Court Rules Against Church of Scientology in Tax Deduction Case
WASHINGTON (AP) _ Contributions called ″fixed donations″ made to the Church of Scientology by its members may not be claimed as federal income tax deductions, the Supreme Court ruled today.
By a 5-2 vote, the justices upheld the Internal Revenue Service’s contention that the fixed donations are not charitable contributions that can be counted as tax deductions.
Lawyers for the Scientologists had argued that the IRS singled out their church for unfair treatment - a contention with which two justices agreed.
″The court today acquiesces in the decision ... to manufacture a singular exception to (the IRS’) 70-year practice of allowing fixed payments indistinguishable from those made by (Scientologists) to be deducted as charitable contributions,″ Justice Sandra Day O’Connor wrote in dissent.
″Because the IRS cannot constitutionally be allowed to select which religions will receive the benefit of its past rulings, I respectfully dissent,″ she said.
O’Connor’s opinion was joined by Justice Antonin Scalia.
But the court’s majority, in an opinion by Justice Thurgood Marshall, said it had too little information about past IRS practices in dealing with other religions to find any discriminatory treatment.
Referring to the fixed donations made by Church of Scientology members, Marshall said, ″We hold that such payments are not deductible.″
Federal law allows taxpayers to reduce their tax liability by declaring various deductions, including money or things of value given to charities or religious organizations. But such a payment is not tax-deductible if something of value is received in return.
A practice within the Church of Scientology is a process known as auditing, in which members are expected to reach a higher level of spiritual awareness.

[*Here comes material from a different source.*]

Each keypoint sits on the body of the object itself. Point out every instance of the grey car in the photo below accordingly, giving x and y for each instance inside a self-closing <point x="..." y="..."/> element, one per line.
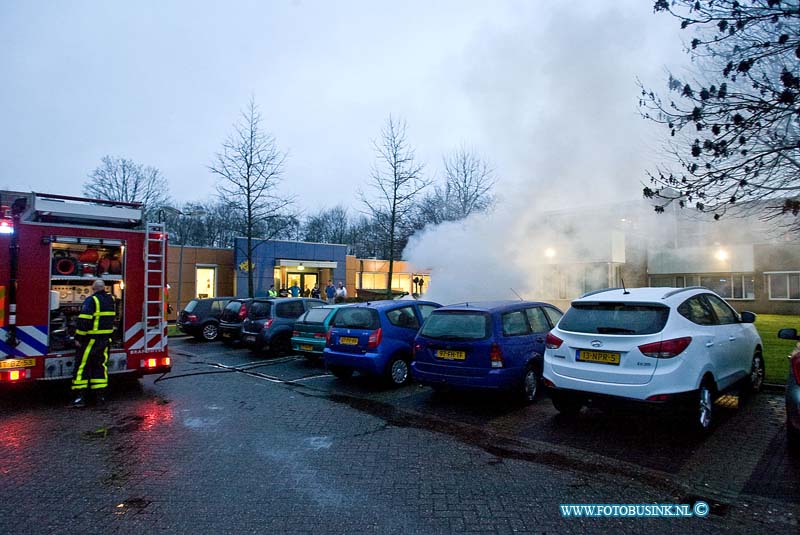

Auditing is administered in a one-to-one session in which the church member’s skin responses to questions are measured by an electronic device.
The church also engages in training sessions, in which members study the doctrines and practices of Scientology.
Each branch of the church charges a fixed donation for training and auditing, and almost never waives the payment requirement.
The U.S. Tax Court ruled in a 1984 test case that the fixed donations required by the church are not tax deductible contributions but instead are non-deductible payments made for services.
Three federal appeals courts upheld the Tax Court’s ruling but one rejected it.
Today’s decision resolves the conflicting rulings, and represents a significant defeat for the Church of Scientology.
The high court rejected arguments that denying tax deductions for the fixed donations violates the religious freedom of Scientologists and creates an impermissible denominational preference.
Marshall wrote for the court that the IRS code defining charitable contributions ″is neutral both in design and purpose.″
″It may be that a consequence of the quid pro quo orientation of the ‘contribution or gift’ requirement is to impose a disparate burden on those charitable and religous groups that rely on sales of commodities or services as a means of fund-raising,″ Marshall said.
″But a statute primarily having a secular effect does not violate (freedom of religion) merely because it happens to coincide or harmonize with the tenets of some or all religions,″ he added.
Chief Justice William H. Rehnquist and Justices Byron R. White, Harry A. Blackmun and John Paul Stevens joined Marshall.
Justices William J. Brennan and Anthony M. Kennedy did not participate in the case.
The cases are Herandez vs. Commissioner of Internal Revenue, 87-963, and Graham vs. Commissioner of Internal Revenue, 87-1616.